Ability to spawn secondary View instance(s)

Reported by: Tristan Croll Owned by: Tristan Croll
Priority: moderate Milestone:
Component: Graphics Version:
Keywords: Cc: Tom Goddard
Blocked By: Blocking:
Notify when closed: Platform: all
Project: ChimeraX

Description

I can think of a number of situations where it would be really good to have the ability to spawn a separate OpenGL window, with the ability to target Drawing objects to it. Examples:

  • Visualisation of Fourier-space (H,K,L) crystallographic data - really useful for diagnosing various pathologies in the experimental data, and generally following the course of a refinement. I don't see any way to make it play nicely in the same window as the actual real-space volumes/models.
  • Visualisation of non-crystallographic symmetry: work with one chain (and its associated portion of the map) in the main view, and slave the equivalent view of an NCS copy in the secondary view. Wouldn't really work by overlaying in the same view, since overlaying the different map portions would get *really* busy.

Change History (2)

comment:1 by Tom Goddard, 7 years ago

Cc: Tom Goddard added
Owner: changed from Tom Goddard to Tristan Croll

The side view tool (chimerax/sideview, menu Tools / General / Side View) makes its own OpenGL window. So it can be done. But to do it in a general way would be a ton of work. In your HKL data example, that data does not even use the same coordinates (1/length units instead of length units) so I agree it is hard to sensibly put it into the same scene with other models. But if you make a new scene that is separate from the models scene you will have a ton of work to support that well. How will the user control all the rendering settings for that scene (lighting, background color, camera settings, save an image...) None of the commands that do that now know how to act on anything other than the one scene with its one view. Your second use case is also a nightmare of complexity to handle in any general way. Models know whether they are displayed or hidden -- how will a particular view override those settings? How will bounds and picking calculations know whether something is shown if a view window overrides what is displayed?

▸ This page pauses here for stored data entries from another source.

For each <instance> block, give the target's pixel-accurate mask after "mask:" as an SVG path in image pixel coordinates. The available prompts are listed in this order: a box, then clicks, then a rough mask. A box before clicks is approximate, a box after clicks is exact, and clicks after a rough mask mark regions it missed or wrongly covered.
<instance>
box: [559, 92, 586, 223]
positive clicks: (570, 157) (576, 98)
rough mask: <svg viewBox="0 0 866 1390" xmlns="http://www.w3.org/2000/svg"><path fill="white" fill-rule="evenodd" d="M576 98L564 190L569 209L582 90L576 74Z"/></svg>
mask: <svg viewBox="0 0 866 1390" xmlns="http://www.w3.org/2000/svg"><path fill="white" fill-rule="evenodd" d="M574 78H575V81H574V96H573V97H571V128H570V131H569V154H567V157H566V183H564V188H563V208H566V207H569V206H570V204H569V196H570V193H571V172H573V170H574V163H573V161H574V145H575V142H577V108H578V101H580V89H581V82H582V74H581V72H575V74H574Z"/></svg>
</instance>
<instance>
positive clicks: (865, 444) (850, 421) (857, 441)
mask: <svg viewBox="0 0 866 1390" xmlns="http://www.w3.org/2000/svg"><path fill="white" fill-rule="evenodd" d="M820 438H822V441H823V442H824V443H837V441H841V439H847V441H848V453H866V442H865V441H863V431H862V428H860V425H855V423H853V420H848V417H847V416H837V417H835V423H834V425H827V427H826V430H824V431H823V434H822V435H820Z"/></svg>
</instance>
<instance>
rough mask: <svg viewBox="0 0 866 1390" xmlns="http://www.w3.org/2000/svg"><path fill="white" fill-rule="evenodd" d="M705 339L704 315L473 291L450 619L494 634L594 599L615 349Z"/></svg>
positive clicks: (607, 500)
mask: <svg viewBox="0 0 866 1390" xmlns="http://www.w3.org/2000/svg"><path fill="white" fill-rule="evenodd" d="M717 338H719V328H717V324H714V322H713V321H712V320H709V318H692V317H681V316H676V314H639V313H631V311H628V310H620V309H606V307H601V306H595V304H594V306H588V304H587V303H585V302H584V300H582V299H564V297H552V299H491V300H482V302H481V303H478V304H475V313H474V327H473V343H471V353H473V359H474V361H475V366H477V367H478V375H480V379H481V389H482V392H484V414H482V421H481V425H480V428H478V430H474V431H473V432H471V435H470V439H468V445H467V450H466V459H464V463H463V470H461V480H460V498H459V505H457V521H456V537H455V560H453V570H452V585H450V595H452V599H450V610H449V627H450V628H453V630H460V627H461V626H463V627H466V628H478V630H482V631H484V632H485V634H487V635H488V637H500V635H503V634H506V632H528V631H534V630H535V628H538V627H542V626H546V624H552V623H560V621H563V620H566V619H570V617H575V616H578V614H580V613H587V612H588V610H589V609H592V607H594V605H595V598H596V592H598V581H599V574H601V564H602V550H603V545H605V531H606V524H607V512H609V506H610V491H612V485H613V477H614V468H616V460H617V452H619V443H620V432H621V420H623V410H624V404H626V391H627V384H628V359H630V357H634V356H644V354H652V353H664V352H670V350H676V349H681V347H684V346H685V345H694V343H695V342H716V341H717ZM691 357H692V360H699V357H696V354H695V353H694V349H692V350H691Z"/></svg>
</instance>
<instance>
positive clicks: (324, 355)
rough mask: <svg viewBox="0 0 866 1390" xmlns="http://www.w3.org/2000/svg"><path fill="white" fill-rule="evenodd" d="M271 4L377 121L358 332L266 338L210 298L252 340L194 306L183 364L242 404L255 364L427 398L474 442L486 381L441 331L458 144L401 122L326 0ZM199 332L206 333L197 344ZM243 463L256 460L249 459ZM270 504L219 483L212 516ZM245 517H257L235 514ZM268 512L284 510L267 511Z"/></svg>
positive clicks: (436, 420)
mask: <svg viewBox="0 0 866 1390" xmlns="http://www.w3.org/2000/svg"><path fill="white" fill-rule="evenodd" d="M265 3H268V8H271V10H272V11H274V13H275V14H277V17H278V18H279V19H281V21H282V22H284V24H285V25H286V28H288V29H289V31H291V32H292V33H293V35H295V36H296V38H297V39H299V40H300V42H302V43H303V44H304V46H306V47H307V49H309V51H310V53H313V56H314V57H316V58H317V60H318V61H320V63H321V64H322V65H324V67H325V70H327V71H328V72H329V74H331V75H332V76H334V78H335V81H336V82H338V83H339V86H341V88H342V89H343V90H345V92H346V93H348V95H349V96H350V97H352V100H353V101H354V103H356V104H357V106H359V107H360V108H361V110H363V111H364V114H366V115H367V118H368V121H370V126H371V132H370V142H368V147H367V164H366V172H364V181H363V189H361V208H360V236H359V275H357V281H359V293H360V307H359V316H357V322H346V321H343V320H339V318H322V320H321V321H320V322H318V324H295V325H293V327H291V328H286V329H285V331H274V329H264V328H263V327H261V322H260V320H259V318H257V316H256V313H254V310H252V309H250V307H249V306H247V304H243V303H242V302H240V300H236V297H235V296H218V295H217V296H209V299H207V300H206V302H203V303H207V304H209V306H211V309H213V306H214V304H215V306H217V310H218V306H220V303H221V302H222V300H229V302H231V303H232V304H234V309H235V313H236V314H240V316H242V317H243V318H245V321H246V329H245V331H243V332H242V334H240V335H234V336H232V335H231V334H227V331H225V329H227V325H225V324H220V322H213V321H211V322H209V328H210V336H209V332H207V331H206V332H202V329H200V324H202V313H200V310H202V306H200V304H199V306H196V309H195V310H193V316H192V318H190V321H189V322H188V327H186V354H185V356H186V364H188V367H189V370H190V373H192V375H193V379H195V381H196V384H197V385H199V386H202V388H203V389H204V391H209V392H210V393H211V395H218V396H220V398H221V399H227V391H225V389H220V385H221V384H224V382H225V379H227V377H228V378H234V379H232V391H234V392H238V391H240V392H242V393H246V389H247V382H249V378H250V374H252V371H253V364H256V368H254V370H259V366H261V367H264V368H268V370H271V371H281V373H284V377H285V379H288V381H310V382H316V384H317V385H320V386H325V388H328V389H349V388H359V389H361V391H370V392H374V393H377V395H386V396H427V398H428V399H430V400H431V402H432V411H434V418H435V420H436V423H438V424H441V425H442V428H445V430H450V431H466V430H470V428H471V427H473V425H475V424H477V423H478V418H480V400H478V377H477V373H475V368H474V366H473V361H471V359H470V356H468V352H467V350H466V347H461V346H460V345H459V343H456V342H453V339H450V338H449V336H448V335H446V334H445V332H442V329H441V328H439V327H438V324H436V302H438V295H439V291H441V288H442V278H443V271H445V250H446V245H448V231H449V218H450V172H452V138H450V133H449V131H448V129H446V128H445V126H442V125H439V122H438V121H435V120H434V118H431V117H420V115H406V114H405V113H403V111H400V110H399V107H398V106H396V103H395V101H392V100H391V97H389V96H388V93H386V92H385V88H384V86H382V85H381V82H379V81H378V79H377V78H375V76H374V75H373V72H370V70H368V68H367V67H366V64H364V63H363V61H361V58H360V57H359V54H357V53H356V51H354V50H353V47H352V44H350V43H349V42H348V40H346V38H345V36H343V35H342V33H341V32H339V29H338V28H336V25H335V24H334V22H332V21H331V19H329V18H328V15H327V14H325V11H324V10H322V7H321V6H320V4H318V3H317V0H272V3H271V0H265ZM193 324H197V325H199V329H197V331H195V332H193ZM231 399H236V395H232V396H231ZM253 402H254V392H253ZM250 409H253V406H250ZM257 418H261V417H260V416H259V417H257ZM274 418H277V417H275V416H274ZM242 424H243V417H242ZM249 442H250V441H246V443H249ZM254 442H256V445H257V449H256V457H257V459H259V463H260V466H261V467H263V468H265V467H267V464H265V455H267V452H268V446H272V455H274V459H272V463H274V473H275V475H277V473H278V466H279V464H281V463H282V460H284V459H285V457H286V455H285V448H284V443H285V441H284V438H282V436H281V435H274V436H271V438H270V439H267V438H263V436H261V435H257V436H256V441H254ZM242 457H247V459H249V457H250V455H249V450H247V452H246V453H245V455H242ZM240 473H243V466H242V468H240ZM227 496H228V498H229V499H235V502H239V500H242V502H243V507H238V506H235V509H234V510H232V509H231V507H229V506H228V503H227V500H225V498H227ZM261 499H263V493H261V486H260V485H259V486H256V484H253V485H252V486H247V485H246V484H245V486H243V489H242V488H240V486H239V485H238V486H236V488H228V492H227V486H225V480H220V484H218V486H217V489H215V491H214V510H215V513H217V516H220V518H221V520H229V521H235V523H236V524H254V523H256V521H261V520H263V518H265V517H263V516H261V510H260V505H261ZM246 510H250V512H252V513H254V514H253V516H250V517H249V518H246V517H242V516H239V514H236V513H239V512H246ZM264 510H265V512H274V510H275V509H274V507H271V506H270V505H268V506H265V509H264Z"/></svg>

So I think the practical solution is to handle such cases like the side view. It is not a general view like the main graphics -- in fact the user can do almost nothing with the side view other that look at it and move a few controls on it. For these simple purposes the Python support already exists since it is used by Side View. But your two cases will be more complex than side view which is only showing the exact same models from a different camera angle. So I would expect you to run into lots of problems. Probably what side view does to setup its opengl window can be simplified if there is are other cases that need to do the same thing. But I think we'd need a second use case implemented to see what the common elements are.

If you try to make another graphics view like side view and run into specific capabilities you need then make a ticket.

I'm reassigning this to Tristan since the capability to make additional OpenGL windows is already supported.

comment:2 by Tristan Croll, 6 years ago

Resolution: wontfix
Status: assignedclosed

Rob Oeffner in the lab here is working on a WebGL-based reflection viewer (based on NGL, to be specific) which when finished should be quite straightforward to attach. Seems a much better option than attempting to reinvent the wheel to this extent.